Figure EV1. RNF144A promotes DNA virus‐ or exogenous cytosolic DNA‐triggered innate immune responses.

1. HaCaT keratinocytes were transfected with the empty vector (Vec) or the RNF144A plasmid for 24 h and then treated with HSV60 (1 μg/ml), HT‐DNA (1 μg/ml), or left untreated for 8 h. The cells were lysed for real‐time PCR assays.
2. PMA‐THP1 cells were transfected with control siRNA (SC) or RNF144A‐specific siRNA (A2). At 24 h after transfection, the cells were transfected with HSV60 (1 μg/ml), HT‐DNA (1 μg/ml), or ISD (1 μg/ml) for 8 h. The cells were lysed for real‐time PCR assays.
3. PMA‐THP1 cells were transfected with control siRNA (SC) or RNF144A‐specific siRNA (A2, A3). At 24 h after transfection, the cells were transfected with poly(dA:dT) (1 μg/ml), HT‐DNA (1 μg/ml), or poly(I: C) (2.5 μg/ml) for 8 h. The cells were lysed for immunoblot assays.
4. Wild‐type (WT) and Rnf144a‐deficient (KO) PMA‐THP1 cells were infected with HSV‐1 (MOI = 1) for 8 h. The cells were lysed for immunoblot assays.
5. Wild‐type (WT) and Rnf144a‐deficient (KO) PMA‐THP1 cells were infected with HSV‐1 (MOI = 1) for 24 h. The supernatants were collected and subjected to ELISA assays.
6. Wild‐type (WT) and Rnf144a‐deficient (KO) PMA‐THP1 cells were infected with HSV‐1 (MOI = 1) for the indicated periods. The cells were lysed for real‐time PCR assays.
7. Wild‐type (WT) and Rnf144a‐deficient (KO) PMA‐THP1 cells were infected with HSV‐1 (MOI = 1) for the indicated periods. The immunoblot assays were then performed.
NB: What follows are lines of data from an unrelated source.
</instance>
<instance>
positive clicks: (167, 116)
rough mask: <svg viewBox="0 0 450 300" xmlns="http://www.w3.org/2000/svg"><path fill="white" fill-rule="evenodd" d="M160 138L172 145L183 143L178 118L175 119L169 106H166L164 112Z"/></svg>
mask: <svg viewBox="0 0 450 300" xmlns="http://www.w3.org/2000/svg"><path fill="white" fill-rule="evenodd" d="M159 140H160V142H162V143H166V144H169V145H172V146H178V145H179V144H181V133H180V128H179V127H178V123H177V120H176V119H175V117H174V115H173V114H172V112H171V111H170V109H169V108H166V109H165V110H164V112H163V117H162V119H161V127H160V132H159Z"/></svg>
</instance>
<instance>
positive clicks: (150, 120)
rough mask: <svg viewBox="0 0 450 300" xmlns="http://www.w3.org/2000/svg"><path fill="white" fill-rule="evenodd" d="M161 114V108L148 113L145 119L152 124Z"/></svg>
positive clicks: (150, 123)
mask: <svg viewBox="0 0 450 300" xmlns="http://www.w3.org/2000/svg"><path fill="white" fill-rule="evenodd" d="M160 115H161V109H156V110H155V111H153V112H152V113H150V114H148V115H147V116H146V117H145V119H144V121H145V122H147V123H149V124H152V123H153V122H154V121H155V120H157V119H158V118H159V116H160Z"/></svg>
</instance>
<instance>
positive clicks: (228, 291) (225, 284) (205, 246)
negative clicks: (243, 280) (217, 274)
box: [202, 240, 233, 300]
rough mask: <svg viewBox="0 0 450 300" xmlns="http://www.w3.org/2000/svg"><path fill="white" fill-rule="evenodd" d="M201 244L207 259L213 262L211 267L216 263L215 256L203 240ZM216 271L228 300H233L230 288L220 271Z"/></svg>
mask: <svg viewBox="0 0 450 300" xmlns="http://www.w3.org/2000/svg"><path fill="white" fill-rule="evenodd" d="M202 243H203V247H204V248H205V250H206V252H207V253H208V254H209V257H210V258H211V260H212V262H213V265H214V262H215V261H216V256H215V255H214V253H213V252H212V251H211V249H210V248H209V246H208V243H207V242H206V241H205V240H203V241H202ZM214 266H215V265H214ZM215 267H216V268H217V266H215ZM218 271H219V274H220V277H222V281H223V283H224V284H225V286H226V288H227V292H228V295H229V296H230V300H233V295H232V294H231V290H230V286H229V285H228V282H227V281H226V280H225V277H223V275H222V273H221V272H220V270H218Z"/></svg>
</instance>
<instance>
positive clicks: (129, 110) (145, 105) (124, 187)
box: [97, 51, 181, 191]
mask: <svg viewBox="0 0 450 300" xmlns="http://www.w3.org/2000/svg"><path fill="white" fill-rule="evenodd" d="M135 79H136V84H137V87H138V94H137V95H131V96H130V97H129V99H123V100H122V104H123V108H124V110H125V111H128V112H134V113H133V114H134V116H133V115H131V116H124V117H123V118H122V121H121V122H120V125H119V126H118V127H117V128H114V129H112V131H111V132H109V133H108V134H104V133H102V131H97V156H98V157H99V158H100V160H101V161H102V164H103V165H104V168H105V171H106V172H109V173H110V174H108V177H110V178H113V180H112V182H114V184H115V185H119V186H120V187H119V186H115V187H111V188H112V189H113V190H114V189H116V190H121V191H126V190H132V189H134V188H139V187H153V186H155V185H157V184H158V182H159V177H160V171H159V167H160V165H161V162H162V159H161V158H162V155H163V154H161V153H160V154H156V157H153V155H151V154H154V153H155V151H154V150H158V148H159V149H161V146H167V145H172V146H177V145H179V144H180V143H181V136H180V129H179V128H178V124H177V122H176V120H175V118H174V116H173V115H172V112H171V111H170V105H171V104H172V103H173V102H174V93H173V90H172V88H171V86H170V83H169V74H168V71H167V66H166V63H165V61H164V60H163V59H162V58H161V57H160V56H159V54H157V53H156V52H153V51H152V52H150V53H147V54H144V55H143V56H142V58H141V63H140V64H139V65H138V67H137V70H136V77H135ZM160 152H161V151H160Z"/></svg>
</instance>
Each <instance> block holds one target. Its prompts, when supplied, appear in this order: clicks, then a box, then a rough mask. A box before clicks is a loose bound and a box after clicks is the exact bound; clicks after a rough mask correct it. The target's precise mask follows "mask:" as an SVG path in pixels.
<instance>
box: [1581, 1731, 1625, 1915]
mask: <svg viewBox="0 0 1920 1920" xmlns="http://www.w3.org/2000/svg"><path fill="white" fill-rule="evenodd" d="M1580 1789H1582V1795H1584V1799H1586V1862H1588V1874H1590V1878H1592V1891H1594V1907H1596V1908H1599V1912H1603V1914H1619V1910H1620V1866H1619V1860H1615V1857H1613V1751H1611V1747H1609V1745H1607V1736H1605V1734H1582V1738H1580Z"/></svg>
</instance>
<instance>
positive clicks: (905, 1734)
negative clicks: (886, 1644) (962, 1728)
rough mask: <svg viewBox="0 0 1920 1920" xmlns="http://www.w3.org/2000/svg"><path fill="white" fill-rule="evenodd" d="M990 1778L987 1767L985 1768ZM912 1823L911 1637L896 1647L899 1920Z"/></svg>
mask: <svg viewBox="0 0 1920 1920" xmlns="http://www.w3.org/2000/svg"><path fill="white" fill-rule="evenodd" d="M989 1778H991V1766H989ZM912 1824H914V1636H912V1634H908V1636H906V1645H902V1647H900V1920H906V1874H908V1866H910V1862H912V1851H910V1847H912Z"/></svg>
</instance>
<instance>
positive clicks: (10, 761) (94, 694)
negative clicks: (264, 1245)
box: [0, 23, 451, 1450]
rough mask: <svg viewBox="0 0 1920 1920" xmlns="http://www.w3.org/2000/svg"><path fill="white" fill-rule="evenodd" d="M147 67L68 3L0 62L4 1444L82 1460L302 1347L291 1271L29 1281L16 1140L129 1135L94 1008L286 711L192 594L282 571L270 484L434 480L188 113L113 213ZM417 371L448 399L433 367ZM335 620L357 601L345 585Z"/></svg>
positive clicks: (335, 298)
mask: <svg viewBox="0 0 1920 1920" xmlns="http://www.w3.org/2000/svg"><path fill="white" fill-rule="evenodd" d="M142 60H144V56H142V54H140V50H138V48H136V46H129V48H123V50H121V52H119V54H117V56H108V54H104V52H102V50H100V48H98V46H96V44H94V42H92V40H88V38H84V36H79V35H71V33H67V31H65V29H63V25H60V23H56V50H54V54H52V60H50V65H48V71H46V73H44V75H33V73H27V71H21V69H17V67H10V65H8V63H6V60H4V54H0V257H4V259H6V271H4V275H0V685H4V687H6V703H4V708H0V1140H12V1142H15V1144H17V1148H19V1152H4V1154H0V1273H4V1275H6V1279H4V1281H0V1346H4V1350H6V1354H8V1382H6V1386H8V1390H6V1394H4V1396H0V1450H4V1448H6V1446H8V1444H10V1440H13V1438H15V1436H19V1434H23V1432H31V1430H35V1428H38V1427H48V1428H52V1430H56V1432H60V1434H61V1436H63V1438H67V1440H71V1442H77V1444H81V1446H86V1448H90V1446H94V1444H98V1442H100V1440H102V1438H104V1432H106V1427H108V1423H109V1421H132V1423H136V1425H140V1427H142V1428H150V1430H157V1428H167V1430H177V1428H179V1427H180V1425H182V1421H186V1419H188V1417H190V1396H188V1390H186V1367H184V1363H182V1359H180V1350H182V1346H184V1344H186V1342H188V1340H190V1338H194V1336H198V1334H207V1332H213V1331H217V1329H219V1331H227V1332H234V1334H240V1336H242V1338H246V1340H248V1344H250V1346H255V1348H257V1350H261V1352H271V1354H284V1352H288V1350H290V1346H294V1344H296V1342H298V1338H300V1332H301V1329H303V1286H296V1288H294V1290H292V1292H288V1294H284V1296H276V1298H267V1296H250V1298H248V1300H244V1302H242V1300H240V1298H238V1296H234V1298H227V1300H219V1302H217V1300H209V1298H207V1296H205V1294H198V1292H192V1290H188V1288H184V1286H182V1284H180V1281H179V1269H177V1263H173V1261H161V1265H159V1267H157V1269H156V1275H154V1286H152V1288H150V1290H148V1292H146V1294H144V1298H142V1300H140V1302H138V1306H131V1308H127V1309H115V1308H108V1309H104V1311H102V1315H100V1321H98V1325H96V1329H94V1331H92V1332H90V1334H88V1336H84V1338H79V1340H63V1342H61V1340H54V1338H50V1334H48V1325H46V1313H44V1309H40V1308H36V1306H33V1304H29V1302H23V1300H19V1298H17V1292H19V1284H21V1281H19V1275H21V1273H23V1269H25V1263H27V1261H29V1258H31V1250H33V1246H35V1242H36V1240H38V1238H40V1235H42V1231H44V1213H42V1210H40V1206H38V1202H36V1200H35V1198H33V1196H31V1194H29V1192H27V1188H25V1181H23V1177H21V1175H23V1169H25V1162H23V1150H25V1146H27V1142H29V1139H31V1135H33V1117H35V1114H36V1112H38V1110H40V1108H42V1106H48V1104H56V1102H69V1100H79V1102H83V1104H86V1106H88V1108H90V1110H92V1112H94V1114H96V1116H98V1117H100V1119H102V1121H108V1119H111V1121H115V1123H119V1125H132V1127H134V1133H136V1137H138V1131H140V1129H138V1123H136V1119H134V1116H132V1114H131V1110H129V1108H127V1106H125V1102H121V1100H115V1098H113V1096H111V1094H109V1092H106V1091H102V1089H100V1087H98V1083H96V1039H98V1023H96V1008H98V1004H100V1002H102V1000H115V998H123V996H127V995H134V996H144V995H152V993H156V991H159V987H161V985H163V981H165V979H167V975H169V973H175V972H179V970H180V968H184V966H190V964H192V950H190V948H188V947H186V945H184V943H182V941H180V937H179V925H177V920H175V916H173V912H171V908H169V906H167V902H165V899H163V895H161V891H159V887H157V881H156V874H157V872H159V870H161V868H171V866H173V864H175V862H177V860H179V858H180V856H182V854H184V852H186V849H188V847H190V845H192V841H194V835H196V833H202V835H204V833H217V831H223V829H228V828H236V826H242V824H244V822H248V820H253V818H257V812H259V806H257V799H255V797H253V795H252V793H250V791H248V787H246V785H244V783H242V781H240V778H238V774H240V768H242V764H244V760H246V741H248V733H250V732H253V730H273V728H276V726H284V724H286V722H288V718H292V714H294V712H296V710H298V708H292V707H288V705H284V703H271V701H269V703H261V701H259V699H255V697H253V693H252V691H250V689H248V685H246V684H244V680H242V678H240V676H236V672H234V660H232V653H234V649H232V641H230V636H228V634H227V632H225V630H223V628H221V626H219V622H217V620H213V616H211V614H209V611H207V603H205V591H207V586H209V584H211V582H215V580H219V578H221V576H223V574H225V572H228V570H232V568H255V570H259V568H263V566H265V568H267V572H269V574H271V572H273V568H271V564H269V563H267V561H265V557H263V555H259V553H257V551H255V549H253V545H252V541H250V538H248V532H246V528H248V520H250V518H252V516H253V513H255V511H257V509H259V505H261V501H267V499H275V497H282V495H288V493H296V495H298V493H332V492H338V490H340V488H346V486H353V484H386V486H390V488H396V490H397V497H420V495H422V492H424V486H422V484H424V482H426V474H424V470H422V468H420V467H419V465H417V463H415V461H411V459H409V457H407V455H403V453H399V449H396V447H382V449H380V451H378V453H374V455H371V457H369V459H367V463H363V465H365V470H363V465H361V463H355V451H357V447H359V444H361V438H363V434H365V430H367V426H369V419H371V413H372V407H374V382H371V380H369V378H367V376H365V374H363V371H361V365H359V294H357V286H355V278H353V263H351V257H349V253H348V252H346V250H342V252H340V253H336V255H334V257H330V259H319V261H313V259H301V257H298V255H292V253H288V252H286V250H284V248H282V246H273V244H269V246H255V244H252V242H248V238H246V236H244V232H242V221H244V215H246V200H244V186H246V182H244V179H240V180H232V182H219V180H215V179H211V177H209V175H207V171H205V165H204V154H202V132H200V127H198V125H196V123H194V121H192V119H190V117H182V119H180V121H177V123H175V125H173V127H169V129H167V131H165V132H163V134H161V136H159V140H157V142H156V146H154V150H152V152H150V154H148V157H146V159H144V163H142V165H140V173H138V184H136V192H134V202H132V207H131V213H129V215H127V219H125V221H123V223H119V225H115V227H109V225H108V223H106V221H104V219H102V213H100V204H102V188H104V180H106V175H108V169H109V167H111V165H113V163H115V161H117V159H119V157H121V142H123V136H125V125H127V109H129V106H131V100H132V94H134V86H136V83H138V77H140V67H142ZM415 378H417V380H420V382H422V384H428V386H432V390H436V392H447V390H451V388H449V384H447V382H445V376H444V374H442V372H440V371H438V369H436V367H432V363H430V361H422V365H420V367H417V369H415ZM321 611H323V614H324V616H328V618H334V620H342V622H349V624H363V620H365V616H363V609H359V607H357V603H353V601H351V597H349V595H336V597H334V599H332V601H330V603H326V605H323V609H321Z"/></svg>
Data information: Two‐tailed unpaired Student's t‐test, *P < 0.05, **P < 0.01 and ***P < 0.001. Data shown are representative of at least three independent biological replicates. In (A, B, F), each data point represents a technical replicate. In (E), each data point represents an independent biological replicate. Error bars are presented as mean ± SD.

Source data are available online for this figure.